Will massively cut down on power requirements compared to existing CPUs

As CPUs transition to more advanced manufacturing processes and architectures, they are bound to gain power efficiency benefits, not just performance boosts over their predecessors, and Intel's Hasswell project appears poised to prove this.

Intel, as always, has a more or less clearly cut roadmap, one that extends to several years in the future.

This means that the Santa Clara, California-based company already knows what it can and wants to achieve with not just the upcoming next-generation CPU line, but the other successors down the line as well.

In 2013, the Hasswell architecture is scheduled to take center stage, and though the time is a bit far off, Intel still talked about it.

Apparently, in addition to the expected performance boosts, the chips will have a considerable advantage on the power efficiency front.

Currently, laptops are having trouble lasting for more than a few hours on a single battery charge, especially high-end ones.

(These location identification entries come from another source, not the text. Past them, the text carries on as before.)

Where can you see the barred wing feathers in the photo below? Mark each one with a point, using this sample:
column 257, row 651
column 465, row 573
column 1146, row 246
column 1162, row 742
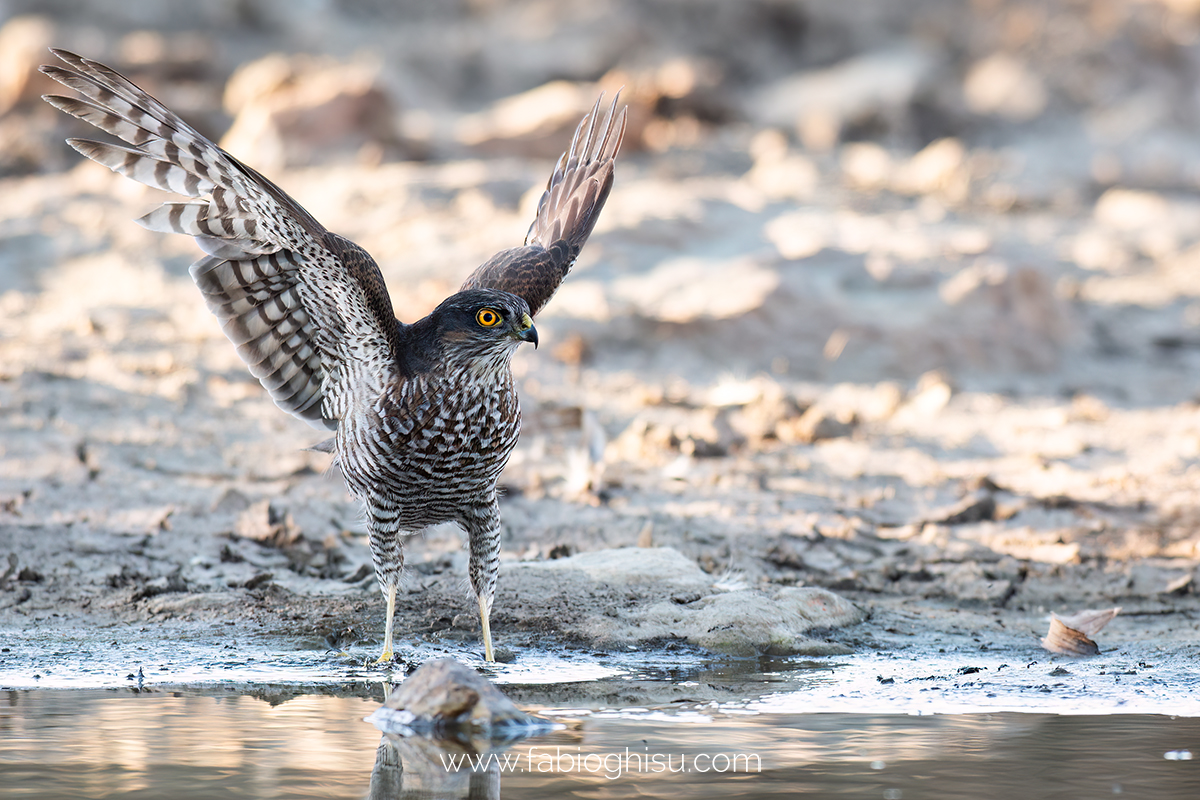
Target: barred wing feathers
column 305, row 307
column 567, row 214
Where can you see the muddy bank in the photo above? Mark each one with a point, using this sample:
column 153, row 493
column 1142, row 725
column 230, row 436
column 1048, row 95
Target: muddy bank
column 930, row 349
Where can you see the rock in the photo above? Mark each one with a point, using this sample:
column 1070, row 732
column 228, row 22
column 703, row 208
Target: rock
column 444, row 697
column 820, row 104
column 814, row 425
column 298, row 112
column 1002, row 85
column 660, row 594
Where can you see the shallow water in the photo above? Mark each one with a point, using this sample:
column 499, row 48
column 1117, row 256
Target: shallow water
column 186, row 744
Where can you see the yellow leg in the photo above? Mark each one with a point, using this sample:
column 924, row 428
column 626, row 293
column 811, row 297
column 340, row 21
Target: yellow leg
column 485, row 613
column 385, row 656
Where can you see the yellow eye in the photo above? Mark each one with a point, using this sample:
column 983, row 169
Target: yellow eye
column 487, row 317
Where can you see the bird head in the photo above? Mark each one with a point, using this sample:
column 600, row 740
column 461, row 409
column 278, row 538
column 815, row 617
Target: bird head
column 481, row 328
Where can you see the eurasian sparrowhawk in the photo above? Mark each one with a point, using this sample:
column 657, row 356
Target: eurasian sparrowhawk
column 424, row 414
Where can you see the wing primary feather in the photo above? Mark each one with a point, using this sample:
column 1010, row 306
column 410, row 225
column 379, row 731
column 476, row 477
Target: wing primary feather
column 567, row 212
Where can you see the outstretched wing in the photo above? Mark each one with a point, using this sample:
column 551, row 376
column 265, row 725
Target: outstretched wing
column 305, row 308
column 567, row 214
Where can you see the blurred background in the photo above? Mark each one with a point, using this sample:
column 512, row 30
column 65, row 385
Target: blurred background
column 863, row 262
column 892, row 186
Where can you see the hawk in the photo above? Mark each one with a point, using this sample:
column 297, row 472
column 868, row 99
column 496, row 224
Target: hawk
column 424, row 414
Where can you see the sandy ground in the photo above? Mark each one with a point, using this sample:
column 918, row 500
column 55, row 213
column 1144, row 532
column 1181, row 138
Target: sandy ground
column 907, row 313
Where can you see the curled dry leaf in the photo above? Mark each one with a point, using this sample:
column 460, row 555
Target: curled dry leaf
column 1071, row 635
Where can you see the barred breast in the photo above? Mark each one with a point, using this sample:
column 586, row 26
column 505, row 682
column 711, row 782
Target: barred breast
column 430, row 446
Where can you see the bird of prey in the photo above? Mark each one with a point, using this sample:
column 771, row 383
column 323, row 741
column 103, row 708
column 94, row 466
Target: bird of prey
column 424, row 414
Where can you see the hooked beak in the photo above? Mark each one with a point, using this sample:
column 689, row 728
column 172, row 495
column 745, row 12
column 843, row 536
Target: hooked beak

Hasswell, based on the 22nm technology, promises to let one enjoy constant computing for a whole day (chips will use 30% less power during operation compared to Sandy Bridge) easily, though it is standby life that really takes the cake.

According to Intel, a laptop should have what it takes to last for 10 days on standby, because idle platform power will be reduced by about 20 times compared to the current offer.

Needless to say, Ultrabooks will benefit most from all this, especially with the implied performance advantages.

Unfortunately, Intel didn't actually say anything about how strong and fast the Hasswell is expected to be.

Then again, this isn't overly surprising, considering that the immediate focus is still on the Ivy Bridge, whose own presence in the media is not lacking in the slightest.

Ivy Bridge ultrabooks have already been mentioned, as were the 60% graphics boost, the configurable TDP and the unfortunate possibility that existing mainboards might not support the CPUs after all.